I looked over the Brenton riders. They were all saloon slugs and Dentonville low life, but they were all armed. I glanced up at the hay loft and was gratified to see an unwavering Henry barrel poking out of the cracked doors.

“You and your thieving brother can just turn around and ride on out of here, Harvey Brenton. As I said, I hold deeds to all the water on the TJ, so you just take your collection of bums and drunks and head back to Dentonville where you belong. The TJ is ours, and it will stay that way.”

If it hadn’t been for Red Saunders, a local bully-boy who sat his horse off to my left, it might have ended then and there. But I guess he must have taken real offense at my description of the Brenton crew because he jerked his Winchester out of its scabbard and tried to pull down on me. His horse spooked a little at the sudden movement, and before he could get set again, Tom’s Henry spoke from the hay loft, and Red’s worries were over.

The Brenton boys spun as one toward the barn and both Tom and James were firing. John Brenton jerked and fell from the saddle, and I felt Ma’s old shotgun slam my shoulder as a load of buckshot found Harvey Brenton. For a moment, he stared at me in astonishment and realization. Then he slumped to the ground.

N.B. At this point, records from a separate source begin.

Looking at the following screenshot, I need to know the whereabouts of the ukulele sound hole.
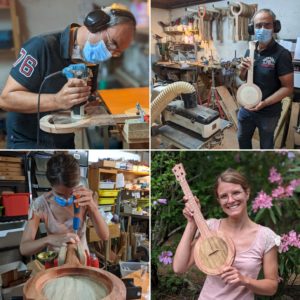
[198,236,228,269]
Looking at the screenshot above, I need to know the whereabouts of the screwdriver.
[73,195,80,234]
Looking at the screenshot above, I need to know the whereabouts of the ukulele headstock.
[172,164,186,182]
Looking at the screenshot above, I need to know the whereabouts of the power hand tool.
[62,63,99,119]
[73,195,80,234]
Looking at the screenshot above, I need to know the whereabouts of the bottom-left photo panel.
[0,150,150,300]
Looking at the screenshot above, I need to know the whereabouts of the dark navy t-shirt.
[245,40,294,116]
[7,24,78,149]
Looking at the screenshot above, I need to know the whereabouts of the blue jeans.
[238,108,280,149]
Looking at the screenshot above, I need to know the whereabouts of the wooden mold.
[172,164,235,275]
[23,244,126,300]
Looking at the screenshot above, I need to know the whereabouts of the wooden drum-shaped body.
[194,231,235,275]
[237,83,262,108]
[23,265,126,300]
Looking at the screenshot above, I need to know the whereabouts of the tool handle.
[73,217,80,230]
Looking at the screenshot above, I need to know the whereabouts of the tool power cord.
[36,71,63,148]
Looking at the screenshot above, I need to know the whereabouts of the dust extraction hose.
[151,81,195,123]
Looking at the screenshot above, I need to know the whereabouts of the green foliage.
[151,151,300,299]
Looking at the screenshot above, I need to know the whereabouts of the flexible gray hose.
[151,81,195,123]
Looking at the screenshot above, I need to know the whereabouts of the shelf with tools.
[0,0,21,57]
[89,160,149,212]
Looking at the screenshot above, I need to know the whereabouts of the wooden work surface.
[123,270,150,300]
[99,87,149,114]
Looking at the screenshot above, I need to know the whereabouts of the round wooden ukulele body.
[194,231,235,275]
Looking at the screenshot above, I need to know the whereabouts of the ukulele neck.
[179,179,211,237]
[247,41,255,84]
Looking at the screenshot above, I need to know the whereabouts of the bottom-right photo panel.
[151,151,300,300]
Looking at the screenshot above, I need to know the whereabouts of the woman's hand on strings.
[182,196,201,223]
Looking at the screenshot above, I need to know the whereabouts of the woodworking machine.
[162,100,221,139]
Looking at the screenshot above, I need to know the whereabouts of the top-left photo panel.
[0,0,150,149]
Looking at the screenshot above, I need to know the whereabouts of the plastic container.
[99,190,119,197]
[99,198,116,205]
[119,261,148,277]
[99,181,115,189]
[2,193,29,217]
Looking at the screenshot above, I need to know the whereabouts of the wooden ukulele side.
[172,164,235,275]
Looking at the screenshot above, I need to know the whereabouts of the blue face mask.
[54,193,75,207]
[82,39,112,64]
[255,28,273,44]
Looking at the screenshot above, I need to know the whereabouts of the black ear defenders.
[248,20,281,35]
[83,9,136,33]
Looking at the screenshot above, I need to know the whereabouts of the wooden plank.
[285,102,300,149]
[216,85,238,129]
[0,161,22,169]
[99,87,149,114]
[0,163,23,175]
[0,171,23,176]
[0,176,25,181]
[0,156,22,163]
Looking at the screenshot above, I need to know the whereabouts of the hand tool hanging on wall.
[230,2,257,41]
[172,164,235,275]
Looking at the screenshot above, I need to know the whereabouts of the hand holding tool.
[73,195,80,234]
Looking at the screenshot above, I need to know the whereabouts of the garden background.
[151,151,300,300]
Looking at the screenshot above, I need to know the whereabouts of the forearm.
[245,277,278,296]
[263,87,293,107]
[20,236,49,256]
[173,223,196,273]
[0,91,58,114]
[89,205,109,241]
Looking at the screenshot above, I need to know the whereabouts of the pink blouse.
[198,219,277,300]
[28,192,89,252]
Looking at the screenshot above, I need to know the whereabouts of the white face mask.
[82,37,112,64]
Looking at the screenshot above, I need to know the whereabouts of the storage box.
[294,71,300,88]
[99,198,116,205]
[119,261,148,277]
[99,159,116,168]
[99,190,119,197]
[2,193,29,217]
[99,181,115,189]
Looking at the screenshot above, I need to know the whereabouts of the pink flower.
[290,179,300,188]
[272,186,285,198]
[279,230,300,253]
[158,251,173,265]
[157,199,168,205]
[285,184,295,197]
[268,167,282,184]
[252,191,273,212]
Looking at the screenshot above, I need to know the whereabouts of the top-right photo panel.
[150,0,300,149]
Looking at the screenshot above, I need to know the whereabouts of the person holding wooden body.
[20,153,109,255]
[238,9,294,149]
[173,169,280,300]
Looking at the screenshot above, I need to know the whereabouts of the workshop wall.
[151,0,300,60]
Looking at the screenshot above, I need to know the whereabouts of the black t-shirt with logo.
[245,40,294,116]
[7,24,78,149]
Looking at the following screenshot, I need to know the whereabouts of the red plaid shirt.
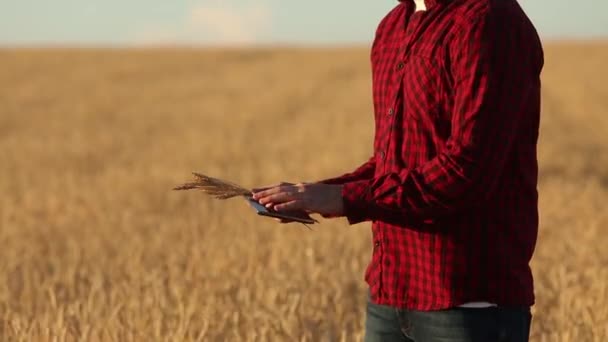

I swung the barrel to cover the others, and Tom kicked open the hay loft doors, jacking in another round. James nudged his horse and moved behind the remaining men, gun drawn and steady. We had them boxed.

Stunned at the sudden violence, the remaining five riders stared in silence, slowly moving both hands to their saddle horns and far way from their guns.

“Drop those gun belts and rifles and then back away!’

They complied, and James dismounted, gathering up their arms.

“I’ll leave your guns with that no account town marshal in Dentonville. You can pick them up there. Now pick up this trash from my barnyard and get off my land. And if I ever see any of you on the TJ again, I‘ll kill you without warning.”

Tom came down from the loft and stood beside his brother as we watched them ride away. He briefly put his arm around James’ shoulders, and then went to the pump for a drink.

“James.”

He looked up to me where I still stood on the porch.

“Come up here James.”

He mounted the steps and stood there looking at me, his eyes no longer defiant. I backhanded him hard across the mouth. He took a step back and stared at me, his upper lip beginning to bleed.

“Don’t you ever go against your family again. Not ever!”

For a moment he just stood there and then he began to smile with his still bleeding lips.

“Reckon I had that coming. I’ve been sassing you for years when I should have been respecting you. It won’t ever happen again.”

I nodded and smiled back at him.

“Good. A son should always respect his mother.”